BBC Director, Radio & Education James Purnell says he would like to see an official way to measure the popularity of podcasts.
Blogging after a few weeks of popular 5 live podcasts covering the World Cup, he says it would help commercial podcasters and distributors speak about their value to advertisers and let the BBC measure the value it’s getting from the licence fee for audio content and services.
James says the BBC has already started talking to colleagues at Apple about how to do it.
A new BBC app, BBC Sounds, has just had its soft-launch and is expected to be the place to experience all BBC radio, audio and podcasts in the future.
“A couple of thoughts, after weeks of loving 5Live’s World Cup Daily podcast and launching BBC Sounds.
The latter was a preliminary release. We’re getting real audience data and lots of feedback, which we’re using to iterate the product, ready for our full launch later in the year.
The brilliant Kelly Cates, Mark Chapman and team have had a lot of fun bantering about their competition with the Love Island podcast (congrats to Matt Deegan’s Folder & Co for that one…). Who would be at the top of the iTunes podcast chart each day?

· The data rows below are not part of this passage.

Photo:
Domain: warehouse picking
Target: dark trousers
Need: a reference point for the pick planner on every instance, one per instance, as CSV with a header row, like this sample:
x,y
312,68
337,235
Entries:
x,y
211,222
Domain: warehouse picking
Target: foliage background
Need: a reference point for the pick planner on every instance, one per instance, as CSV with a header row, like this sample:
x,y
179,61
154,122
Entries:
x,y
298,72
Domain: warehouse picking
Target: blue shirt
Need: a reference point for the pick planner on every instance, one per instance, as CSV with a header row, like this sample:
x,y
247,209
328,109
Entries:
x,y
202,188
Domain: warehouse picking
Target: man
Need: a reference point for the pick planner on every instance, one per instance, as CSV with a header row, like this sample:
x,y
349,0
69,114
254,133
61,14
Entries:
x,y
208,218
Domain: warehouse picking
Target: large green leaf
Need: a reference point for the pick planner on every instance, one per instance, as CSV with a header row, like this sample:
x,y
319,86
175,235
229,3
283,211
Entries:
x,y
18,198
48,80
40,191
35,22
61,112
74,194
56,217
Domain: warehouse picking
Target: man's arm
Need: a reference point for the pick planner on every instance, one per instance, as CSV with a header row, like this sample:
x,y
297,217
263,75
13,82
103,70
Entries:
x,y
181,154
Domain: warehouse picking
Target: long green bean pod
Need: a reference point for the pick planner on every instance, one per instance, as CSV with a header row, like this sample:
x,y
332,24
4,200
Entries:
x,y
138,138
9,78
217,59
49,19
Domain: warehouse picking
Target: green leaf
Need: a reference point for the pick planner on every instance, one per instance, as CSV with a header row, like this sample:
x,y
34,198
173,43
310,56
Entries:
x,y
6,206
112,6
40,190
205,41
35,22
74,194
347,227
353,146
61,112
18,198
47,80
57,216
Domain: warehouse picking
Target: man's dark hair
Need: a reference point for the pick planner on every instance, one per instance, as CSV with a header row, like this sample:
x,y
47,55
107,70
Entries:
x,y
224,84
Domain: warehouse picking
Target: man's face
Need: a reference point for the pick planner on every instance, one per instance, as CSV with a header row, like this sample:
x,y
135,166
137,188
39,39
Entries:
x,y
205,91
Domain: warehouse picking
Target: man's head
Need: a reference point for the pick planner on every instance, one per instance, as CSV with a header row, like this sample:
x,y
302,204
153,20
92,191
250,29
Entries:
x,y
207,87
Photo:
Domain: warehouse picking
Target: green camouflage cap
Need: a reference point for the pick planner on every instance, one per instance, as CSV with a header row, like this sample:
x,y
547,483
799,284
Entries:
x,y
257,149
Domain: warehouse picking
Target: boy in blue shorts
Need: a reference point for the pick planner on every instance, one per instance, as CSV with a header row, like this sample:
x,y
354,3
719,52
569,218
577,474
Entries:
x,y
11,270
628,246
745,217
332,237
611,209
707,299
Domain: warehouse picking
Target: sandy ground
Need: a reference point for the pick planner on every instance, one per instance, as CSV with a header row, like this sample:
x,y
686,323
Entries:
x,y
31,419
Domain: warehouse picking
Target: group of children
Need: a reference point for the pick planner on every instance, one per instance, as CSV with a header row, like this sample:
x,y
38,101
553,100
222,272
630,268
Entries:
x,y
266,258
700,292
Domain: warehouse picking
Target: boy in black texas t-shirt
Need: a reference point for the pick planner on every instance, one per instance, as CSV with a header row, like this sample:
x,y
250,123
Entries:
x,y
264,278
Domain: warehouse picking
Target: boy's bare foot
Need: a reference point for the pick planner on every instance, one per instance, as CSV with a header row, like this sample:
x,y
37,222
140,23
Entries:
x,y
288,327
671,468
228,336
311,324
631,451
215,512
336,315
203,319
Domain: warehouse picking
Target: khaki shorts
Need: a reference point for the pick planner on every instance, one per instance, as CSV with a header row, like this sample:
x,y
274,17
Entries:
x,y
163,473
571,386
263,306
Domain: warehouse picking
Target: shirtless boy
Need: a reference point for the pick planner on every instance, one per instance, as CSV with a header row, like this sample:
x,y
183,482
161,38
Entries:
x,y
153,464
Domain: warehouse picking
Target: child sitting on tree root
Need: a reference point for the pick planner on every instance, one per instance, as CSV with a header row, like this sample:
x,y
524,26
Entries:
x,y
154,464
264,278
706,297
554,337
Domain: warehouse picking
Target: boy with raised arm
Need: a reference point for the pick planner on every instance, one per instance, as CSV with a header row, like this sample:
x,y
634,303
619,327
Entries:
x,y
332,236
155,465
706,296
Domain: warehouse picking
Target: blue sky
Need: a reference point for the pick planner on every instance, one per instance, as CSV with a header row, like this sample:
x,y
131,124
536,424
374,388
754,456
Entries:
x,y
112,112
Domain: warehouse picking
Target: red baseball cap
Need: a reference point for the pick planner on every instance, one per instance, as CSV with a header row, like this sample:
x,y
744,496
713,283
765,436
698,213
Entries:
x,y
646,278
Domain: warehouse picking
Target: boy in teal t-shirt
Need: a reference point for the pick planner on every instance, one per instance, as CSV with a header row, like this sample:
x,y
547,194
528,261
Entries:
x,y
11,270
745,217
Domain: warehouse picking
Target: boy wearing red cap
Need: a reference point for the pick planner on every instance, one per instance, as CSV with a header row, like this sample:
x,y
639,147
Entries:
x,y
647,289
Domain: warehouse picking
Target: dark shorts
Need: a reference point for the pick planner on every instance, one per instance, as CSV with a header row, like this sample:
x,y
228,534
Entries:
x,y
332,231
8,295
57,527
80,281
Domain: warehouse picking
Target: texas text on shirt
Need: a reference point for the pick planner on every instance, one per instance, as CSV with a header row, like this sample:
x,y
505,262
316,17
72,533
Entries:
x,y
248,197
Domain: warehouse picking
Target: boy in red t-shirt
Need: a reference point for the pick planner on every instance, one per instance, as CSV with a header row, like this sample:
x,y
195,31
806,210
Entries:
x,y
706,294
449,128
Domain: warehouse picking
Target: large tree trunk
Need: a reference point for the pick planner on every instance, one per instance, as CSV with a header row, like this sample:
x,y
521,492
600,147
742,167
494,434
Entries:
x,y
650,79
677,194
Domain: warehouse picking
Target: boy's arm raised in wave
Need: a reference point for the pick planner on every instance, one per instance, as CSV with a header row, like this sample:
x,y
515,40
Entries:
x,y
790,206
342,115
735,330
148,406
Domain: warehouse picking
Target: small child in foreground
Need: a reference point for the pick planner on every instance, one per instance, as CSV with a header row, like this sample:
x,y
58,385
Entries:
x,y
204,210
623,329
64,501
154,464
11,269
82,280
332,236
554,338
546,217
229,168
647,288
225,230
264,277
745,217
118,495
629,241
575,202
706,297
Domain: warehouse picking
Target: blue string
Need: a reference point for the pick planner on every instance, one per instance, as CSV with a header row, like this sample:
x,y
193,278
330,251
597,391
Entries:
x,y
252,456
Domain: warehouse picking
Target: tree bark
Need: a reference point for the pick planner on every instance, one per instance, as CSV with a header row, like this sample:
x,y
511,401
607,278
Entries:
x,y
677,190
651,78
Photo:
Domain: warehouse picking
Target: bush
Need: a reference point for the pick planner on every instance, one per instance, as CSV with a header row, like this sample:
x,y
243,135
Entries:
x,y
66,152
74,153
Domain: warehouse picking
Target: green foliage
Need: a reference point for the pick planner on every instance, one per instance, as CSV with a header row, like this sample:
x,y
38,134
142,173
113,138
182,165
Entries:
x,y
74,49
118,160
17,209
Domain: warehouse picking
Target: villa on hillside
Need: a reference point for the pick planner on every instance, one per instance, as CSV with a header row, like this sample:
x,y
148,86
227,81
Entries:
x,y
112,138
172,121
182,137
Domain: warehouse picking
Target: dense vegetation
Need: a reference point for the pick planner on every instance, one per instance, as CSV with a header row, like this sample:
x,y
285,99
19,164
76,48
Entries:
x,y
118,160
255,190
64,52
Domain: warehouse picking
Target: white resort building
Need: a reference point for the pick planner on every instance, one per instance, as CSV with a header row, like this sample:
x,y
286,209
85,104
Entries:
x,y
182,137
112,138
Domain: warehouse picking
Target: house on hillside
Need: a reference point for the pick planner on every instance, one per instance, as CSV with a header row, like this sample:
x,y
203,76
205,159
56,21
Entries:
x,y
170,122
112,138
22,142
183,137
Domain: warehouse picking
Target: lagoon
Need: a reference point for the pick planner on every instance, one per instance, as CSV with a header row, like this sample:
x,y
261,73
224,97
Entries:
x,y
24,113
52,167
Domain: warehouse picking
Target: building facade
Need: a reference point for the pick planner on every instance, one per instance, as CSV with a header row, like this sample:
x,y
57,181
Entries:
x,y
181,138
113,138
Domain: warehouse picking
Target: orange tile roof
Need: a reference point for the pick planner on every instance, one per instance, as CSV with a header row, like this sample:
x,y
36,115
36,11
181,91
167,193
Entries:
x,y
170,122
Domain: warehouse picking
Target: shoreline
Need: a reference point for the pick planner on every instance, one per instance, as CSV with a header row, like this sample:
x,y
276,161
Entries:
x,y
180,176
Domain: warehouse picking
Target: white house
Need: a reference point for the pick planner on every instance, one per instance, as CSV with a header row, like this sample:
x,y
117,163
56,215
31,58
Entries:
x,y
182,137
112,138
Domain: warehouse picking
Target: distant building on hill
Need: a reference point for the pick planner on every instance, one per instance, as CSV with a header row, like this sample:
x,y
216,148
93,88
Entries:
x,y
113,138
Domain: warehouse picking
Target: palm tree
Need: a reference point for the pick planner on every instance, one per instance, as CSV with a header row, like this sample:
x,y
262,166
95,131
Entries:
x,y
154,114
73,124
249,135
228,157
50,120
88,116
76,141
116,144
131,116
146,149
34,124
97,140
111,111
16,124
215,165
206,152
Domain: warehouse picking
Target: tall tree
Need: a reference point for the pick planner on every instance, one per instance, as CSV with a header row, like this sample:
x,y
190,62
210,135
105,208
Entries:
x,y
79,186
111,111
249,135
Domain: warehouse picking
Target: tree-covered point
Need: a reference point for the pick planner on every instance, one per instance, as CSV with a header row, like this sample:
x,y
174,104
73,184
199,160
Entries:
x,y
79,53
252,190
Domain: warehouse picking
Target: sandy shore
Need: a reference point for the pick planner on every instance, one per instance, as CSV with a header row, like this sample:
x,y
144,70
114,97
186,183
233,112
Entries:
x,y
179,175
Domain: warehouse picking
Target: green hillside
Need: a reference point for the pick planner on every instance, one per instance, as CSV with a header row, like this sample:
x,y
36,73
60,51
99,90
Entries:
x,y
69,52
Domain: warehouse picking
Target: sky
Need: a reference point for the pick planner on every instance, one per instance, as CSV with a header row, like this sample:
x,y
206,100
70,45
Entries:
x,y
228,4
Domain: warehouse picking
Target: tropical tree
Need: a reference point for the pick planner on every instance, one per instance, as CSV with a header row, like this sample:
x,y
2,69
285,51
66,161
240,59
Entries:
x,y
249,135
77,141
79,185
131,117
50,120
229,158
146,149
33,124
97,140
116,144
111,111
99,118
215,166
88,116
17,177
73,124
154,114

I’m from the generation who spent Sunday evening with our finger hovering over the record button on radio cassette players waiting to see if Bruno Brookes would play the latest chart entry from our favourite band so we could record it.

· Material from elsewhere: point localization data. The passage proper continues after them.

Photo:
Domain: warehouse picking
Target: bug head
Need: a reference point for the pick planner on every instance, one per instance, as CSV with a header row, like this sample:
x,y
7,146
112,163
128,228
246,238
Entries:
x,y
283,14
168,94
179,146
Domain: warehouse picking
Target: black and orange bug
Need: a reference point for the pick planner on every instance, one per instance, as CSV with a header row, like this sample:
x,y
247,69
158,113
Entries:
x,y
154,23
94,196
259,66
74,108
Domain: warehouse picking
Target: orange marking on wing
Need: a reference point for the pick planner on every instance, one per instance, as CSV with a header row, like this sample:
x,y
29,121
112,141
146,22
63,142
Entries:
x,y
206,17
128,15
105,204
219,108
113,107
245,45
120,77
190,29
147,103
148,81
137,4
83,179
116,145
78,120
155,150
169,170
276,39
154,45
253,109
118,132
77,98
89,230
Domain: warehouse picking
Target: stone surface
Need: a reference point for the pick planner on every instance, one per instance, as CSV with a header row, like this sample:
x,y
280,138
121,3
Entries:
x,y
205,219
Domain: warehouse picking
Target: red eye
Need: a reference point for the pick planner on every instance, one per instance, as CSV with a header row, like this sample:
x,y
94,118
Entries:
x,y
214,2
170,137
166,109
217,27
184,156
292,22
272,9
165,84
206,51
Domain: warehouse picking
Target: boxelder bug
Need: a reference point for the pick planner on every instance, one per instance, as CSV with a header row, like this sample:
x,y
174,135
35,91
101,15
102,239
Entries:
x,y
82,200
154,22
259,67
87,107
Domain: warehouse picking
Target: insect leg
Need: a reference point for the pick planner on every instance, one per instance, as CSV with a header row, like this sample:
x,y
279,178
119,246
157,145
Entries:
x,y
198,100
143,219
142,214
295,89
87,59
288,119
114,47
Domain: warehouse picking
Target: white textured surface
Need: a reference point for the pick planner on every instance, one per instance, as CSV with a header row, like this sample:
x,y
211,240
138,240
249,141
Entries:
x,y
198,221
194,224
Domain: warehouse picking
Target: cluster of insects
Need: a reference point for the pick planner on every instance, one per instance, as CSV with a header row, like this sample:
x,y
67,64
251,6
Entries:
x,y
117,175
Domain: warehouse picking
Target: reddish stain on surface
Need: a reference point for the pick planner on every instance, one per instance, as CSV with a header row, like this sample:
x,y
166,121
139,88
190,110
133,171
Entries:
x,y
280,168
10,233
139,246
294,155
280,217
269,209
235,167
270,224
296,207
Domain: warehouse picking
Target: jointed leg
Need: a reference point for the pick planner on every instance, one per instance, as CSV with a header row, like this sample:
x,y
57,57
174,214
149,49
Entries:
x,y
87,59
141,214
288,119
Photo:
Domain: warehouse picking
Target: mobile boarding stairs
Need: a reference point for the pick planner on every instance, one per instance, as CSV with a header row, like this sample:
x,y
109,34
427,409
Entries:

I realise elements of that sentence won’t mean much to anyone under the age of 40.
That said the Official Chart show presented by Scott Mills on Radio 1 still has teenage digits hovering buttons – it’s just that they’re the virtual buttons on their social media apps so they can share their excitement or disappointment with other fans.

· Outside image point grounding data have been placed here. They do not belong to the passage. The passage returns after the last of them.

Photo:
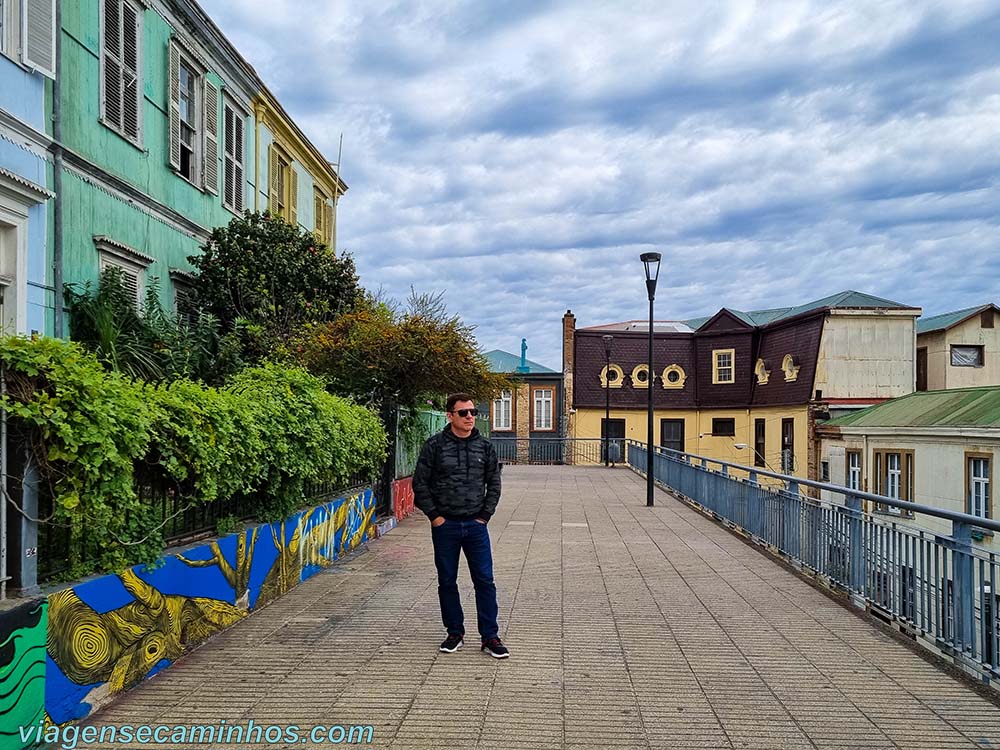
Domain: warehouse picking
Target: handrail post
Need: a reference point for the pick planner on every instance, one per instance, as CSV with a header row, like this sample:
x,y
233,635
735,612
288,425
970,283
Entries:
x,y
793,514
857,549
964,586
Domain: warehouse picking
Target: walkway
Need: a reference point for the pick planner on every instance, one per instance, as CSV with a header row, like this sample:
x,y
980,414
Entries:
x,y
629,627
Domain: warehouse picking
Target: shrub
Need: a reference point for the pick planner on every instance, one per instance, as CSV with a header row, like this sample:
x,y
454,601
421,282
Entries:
x,y
264,435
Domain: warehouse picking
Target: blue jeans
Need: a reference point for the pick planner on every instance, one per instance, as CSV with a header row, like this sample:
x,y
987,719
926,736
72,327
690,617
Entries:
x,y
473,538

We see a huge upsurge in engagement on social media when it’s on air, especially when artists respond to their chart positions.
Charts can reflect the mood of the nation. Novelty songs used to do well in holidays seasons.
As the nation marks the 70th anniversary of the NHS, This is Going to Hurt, Adam Kay’s record of his time as a junior doctor, tops the Amazon book charts.
The official top 40 measures sales; streams and downloads as agreed with the music industry.
But none of the other charts are industry standard.
They indicate what’s trending which is great for audiences but content creators and distributors want to know reach and value.
For live radio we have RAJAR to help with that.
As these charts become more and more important, we need a conversation in our industry about how we get an equivalent for podcasts – one which includes as many of the different ways that audiences are consuming podcasts, where we can all see all the data, and know how it’s been collected.
That will help commercial podcasters and distributors speak about their value to advertisers and the BBC measure the value it’s getting from the licence fee for audio content and services.
We’ve already started talking to colleagues at Apple and in the UK about how to do that. If you’d like to be involved, get in touch.”